Export Credit Norway

Phase: Anticipation
  • Access to finance
  • Support of companies' growth
  • Support of internationalisation
  • Support of SMEs
Last modified: 01 October, 2020
Име (на собств. език):


Име на английски:

Export Credit Norway


Norwegian and foreign companies buying goods or services from Norwegian exporters.


Main characteristics

Export Credits Norway (ECN) offers financing to large and small companies in Norway and abroad for purchases of capital goods and services from Norwegian exporters. A large part of its portifolio is in the maritime sector and petroleum. 

ECN is a limited liability company wholly owned by the Norwegian government. Its establishment in 2012 is based on a legal act. ECN has about 45 employees. 

ECN finances export contracts ranging from a few million to several billion NOK, across sectors and worldwide. The loans, which comply with the OECD framework on officially supported export credits, are offered with two types of interest rates: CIRR-loans with fixed rate and CIRR-qualified market loans with floating interest rates. The fixed rate is set by OECD. The loans can be up to 85% of the export contracts value. Repayments vary from 2 to 18 years depending on the type of project. 

In September 2020, the government instructed that GIEK and Export Credit Norway are to be merged to one agency, effective from 1 July 2021 at the latest.

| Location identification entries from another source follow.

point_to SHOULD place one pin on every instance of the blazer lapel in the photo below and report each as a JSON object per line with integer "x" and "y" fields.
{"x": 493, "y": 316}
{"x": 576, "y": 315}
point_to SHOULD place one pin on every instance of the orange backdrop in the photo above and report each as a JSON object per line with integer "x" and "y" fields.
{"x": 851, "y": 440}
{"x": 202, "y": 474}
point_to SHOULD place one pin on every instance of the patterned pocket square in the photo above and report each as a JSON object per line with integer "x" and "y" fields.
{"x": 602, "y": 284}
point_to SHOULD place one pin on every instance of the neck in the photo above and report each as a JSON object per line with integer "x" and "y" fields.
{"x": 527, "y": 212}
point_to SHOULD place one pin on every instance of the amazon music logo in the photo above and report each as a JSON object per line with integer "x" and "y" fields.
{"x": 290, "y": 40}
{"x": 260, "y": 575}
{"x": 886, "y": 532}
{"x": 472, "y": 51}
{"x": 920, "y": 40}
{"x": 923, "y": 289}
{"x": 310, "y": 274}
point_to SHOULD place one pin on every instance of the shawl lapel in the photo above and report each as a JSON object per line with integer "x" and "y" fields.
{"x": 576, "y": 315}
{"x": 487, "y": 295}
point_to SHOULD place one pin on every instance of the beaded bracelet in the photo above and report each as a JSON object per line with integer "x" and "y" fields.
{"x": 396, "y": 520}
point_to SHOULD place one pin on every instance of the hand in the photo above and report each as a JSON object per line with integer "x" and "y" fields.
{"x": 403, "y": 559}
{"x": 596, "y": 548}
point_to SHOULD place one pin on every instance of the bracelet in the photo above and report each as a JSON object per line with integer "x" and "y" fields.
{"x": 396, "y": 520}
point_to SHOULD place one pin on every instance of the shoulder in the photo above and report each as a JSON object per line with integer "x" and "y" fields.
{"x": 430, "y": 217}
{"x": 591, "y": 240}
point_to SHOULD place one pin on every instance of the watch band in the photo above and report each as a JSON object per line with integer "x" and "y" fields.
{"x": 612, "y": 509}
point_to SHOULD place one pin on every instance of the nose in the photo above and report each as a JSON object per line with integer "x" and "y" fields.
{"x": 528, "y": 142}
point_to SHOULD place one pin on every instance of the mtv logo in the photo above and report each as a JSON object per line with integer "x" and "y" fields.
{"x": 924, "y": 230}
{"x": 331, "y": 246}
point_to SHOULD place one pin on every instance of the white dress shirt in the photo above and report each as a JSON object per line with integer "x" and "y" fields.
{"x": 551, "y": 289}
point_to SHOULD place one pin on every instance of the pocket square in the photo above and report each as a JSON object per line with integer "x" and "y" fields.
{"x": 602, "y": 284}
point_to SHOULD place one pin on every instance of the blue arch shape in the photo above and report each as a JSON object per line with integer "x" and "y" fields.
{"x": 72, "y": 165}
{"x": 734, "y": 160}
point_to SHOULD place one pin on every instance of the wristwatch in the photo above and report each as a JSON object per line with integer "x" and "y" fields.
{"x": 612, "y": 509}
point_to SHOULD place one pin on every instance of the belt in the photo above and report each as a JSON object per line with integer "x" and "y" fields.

The goal is to increase efficiency and make the system less complex and easier to navigate for its users. 


  • National funds

Involved actors

National government
The state owns 100% of the company and funds the company.
Cooperates closely with GIEK, the Norwegian Export Credit Guarantee Agency - a public-sector enterprise that reports to the Ministry of Trade, Industry and Fisheries (MTIF). GIEK provides long-term guarantees on behalf of the Norwegian state in order to encourage Norwegian participation in international trade and exports. GIEK provides guarantees on commercial terms for loans, investments and product deliveries.


In 2019, Export Credit Norway issued new loans for NOK 11.4 billion (€1.4 billion as at 31 August 2020), signed new loan agreements for NOK 7.9 billion  (€760 million) and had an outstanding loan amount of NOK 65 billion (€6.25 billion). This was an increase from 2018, due to deliveries of ships and offshore equipment. 

In 2017, Export Credit Norway received 241 applications from companies residuating in 64 countries. The total outstanding loan amount in 2017 was just below NOK 70 billion (€ 7.4 billion). As in 2015, most of the loans were from the shipping industry (44 billion) and oil and gas industry (€20 billion) (Export Credit Norway annual report 2017).

In 2015 the body received 275 applications from 68 different countries. The total outstanding loan amount in 2015 was just above NOK 76 billion (€ 8 billion). Most of the loans had been used in the ship industry (44 billion) and the equipment for the oil and gas industry (27 billion) (Export Credit Norway annual report 2015).


The scheme enables Norwegian exporters to compete on equal terms as other exporters with access to other national export credit schemes. ECN also provides advice and services for companies to expand in international markets. 


A report by Menon Economics (2020) found that export supporting measures in Norway are less extensive and effective in Norway than in Denmark and Sweden, concluding that Norway should increase its activity and funding. Overlapping mandates and low political priority were also identified as problems. An evaluation of national support measures (Deloitte 2019) argued that one single actor should have the roles of today's ECN an GIEK to improve efficiency.